Q: Hey Damien, Which players in the upcoming draft do you think Burke will pursue the hardest? I know this year's draft class is supposed to be weaker than most but I would love to see the Swiss player Nino Niederreiter (currently ranked 8th overall) flying down left wing in the Blue and White. What will it take for the Leafs to secure a Top 10 draft pick?
Brent Golem, Waterloo
A: A miracle? Unless they're willing to move Luke Schenn, Nazem Kadri or Phil Kessel, there's no chance they can land a top 10 pick. If they can get a first rounder it will be a late one, and it's impossible to say what player they'd be looking at.

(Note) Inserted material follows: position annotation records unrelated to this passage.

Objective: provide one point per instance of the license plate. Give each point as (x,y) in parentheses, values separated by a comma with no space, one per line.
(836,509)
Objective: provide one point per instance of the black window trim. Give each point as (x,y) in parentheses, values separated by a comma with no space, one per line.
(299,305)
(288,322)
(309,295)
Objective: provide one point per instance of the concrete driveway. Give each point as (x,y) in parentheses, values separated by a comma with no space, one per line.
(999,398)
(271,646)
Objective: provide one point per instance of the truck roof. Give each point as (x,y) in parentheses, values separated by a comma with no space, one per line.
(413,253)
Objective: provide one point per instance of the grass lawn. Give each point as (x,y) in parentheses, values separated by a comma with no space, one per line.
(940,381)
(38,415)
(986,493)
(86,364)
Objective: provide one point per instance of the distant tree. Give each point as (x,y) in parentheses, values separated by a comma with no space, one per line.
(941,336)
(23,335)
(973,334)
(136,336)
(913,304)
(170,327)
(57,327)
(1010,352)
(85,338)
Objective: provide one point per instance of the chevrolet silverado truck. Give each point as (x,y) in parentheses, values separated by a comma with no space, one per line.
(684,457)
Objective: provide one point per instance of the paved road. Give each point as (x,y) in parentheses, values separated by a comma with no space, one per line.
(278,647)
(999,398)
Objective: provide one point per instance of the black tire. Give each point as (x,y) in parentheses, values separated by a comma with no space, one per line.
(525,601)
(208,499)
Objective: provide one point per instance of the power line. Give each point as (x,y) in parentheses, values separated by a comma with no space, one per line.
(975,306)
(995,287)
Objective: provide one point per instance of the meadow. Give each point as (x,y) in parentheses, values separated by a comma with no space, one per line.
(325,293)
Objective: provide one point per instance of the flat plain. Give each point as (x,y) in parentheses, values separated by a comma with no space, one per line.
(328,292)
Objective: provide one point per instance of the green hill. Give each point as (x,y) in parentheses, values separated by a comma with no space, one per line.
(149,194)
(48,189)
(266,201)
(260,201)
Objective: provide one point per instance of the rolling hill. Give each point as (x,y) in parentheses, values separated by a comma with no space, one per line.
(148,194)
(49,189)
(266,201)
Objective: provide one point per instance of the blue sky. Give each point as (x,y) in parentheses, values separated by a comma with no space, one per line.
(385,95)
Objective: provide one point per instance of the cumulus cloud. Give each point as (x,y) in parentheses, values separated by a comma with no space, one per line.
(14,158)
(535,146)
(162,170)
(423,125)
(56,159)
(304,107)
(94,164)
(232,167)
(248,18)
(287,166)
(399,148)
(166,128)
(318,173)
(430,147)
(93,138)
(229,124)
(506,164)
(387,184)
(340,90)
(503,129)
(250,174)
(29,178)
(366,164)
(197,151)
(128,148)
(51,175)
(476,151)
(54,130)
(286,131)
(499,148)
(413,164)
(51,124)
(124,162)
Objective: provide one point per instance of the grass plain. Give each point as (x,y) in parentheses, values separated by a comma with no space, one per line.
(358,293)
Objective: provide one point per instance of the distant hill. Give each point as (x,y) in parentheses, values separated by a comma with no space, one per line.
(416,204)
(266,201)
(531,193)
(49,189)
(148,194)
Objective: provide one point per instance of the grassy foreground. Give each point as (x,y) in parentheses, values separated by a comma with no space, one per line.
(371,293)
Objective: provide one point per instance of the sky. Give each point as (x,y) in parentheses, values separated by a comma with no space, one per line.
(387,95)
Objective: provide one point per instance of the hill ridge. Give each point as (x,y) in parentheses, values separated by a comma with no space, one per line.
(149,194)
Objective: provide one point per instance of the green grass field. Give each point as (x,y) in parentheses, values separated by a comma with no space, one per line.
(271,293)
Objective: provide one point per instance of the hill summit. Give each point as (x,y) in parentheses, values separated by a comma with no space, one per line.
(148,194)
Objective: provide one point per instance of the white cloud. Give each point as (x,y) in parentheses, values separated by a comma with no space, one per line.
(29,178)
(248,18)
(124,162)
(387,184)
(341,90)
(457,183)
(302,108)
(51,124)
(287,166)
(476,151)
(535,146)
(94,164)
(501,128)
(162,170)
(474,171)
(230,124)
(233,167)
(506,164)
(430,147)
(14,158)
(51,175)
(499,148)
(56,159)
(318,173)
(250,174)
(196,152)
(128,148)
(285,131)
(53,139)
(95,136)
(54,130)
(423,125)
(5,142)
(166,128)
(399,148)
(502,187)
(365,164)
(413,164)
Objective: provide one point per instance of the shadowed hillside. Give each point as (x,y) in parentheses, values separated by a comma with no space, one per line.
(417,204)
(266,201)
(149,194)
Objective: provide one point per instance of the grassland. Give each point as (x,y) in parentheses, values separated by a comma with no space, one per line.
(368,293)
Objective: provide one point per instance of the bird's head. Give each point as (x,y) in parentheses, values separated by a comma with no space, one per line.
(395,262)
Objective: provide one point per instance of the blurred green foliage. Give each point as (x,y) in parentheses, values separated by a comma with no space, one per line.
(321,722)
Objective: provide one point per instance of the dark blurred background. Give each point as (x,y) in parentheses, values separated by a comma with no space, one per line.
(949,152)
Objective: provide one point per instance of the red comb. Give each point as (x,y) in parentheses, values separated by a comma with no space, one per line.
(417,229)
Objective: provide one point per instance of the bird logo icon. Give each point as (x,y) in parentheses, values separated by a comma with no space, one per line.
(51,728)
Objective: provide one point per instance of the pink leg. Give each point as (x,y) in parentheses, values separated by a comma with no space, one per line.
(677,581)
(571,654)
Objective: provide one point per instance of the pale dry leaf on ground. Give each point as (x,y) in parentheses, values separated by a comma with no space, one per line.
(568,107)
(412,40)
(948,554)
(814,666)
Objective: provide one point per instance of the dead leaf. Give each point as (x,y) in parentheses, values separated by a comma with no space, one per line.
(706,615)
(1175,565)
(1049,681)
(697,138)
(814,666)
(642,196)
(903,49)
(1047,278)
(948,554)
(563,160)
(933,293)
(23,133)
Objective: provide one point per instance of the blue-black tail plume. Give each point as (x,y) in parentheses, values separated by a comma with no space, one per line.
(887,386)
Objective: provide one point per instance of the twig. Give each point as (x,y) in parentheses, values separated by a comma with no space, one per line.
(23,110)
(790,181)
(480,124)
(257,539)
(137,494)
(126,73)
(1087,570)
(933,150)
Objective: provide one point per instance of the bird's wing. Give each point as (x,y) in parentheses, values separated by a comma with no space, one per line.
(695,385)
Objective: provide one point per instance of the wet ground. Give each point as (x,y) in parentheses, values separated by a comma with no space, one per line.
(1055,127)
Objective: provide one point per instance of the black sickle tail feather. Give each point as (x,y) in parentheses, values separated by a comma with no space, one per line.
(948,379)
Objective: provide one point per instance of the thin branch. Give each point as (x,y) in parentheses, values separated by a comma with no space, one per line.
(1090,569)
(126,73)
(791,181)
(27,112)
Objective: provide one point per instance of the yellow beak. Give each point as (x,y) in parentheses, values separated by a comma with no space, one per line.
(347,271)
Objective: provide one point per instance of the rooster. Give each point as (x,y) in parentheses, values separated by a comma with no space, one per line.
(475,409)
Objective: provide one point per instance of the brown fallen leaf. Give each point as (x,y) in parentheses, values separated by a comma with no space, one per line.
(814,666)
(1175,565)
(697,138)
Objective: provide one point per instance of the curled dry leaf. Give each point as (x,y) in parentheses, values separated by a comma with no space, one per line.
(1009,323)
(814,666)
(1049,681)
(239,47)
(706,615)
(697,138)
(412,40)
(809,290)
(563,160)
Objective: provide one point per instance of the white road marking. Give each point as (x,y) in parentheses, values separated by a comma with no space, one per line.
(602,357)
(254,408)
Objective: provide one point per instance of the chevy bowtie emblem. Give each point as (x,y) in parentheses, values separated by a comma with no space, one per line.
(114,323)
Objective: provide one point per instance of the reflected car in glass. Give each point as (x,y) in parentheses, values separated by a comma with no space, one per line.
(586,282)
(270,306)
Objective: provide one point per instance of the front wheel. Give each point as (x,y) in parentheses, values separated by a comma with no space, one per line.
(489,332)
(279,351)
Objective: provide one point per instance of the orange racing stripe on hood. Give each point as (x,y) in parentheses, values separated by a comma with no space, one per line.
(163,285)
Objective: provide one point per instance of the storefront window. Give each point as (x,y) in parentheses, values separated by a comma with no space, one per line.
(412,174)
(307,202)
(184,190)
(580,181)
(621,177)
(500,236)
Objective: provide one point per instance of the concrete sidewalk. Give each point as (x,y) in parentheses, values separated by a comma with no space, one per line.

Q: With the coronation of Dion Phaneuf as captain of the Leafs imminent, I have started to think whether I should care if the Leafs have a captain and, if so, should it matter who it is. So, how much difference do you think designating a captain, and, if designated, the leadership style of the captain, can make on the performance of team? Do you think that a young team like the Leafs will benefit more with the (apparent) in-your-face style of Phaneuf or the (apparent) more laid-back approachof Mats Sundin? Do you think Sundin was "successful" as a Leaf captain(defining success as getting the team to win more games than it would have won if the captain was a player without any designation of a captain or alternate captain)?
John Hunt, Harvard, Mass.
A: Well, I think the Montreal Canadiens are showing that not having captain isn't necessarily an impediment to post-season success. The last team to win a Cup without a captain was the 1972 Boston Bruins, so clearly most teams believe having somebody wear the "C" is necessary.
Sundin was, in my mind, a very good captain, as good a captain as he was a player. The Leafs just didn't have good enough teams to win it. The fact he was a quieter leader didn't detract from his leadership. It sure worked well enough for Nicklas Lidstrom in Detroit. As to whether Phaneuf will be a good captain, I just haven't seen enough of him in Toronto yet to make a judgement.
Do you think the Leafs should get an accomplished back up NHL goaltender in case Giguere gets hurt? At this point, Gustavvson seems to play better every other game instead of every game plus his heart issues may arise again. Other than G&G nobody else seems close to being ready. If they do decide to get an experience back up where do they put him if Giggy and The Monster are healthy and playing well?
Neil Poutanen, Guelph
A: You can only carry so much insurance. The Leafs will have James Reimer and Jussi Rynnas with the Marlies, and Ben Scrivens learning somewhere else, likely the ECHL Reading team. If you sign an older vet he's going to play in place of those youngsters. So no, I think they'll be going with what they have.
Q: I love reading your work, I was wondering if you had any information on whether or not the Leafs intend to sign prospects Joel Champagne, Tyler Ruegsegger, and Korbinian Holzer. Holzer did not look out of place with Germany at the Olympics. Thanks again for your great work.
Israel Stern, Thornhill
A: My information is Tyler Ruegsegger will get an AHL contract to start. There are still concerns about his skating. The Leafs will look to sign Holzer after the world championships where he's been playing for Germany. They haven't decided whether they want to sign Champagne yet.
Q: My though on how to improve NHL scoring and excitement: Make icing a two-minute penalty. Forces teams to carry the puck out of there own end. Potential for excitment in my mind would be great. Just think it through a bit. This may be an old idea that I'm just repeating.
Steve Kowalczyk, Burlington
A: That's too significant a penalty. Icing the way it is called now is fine by me.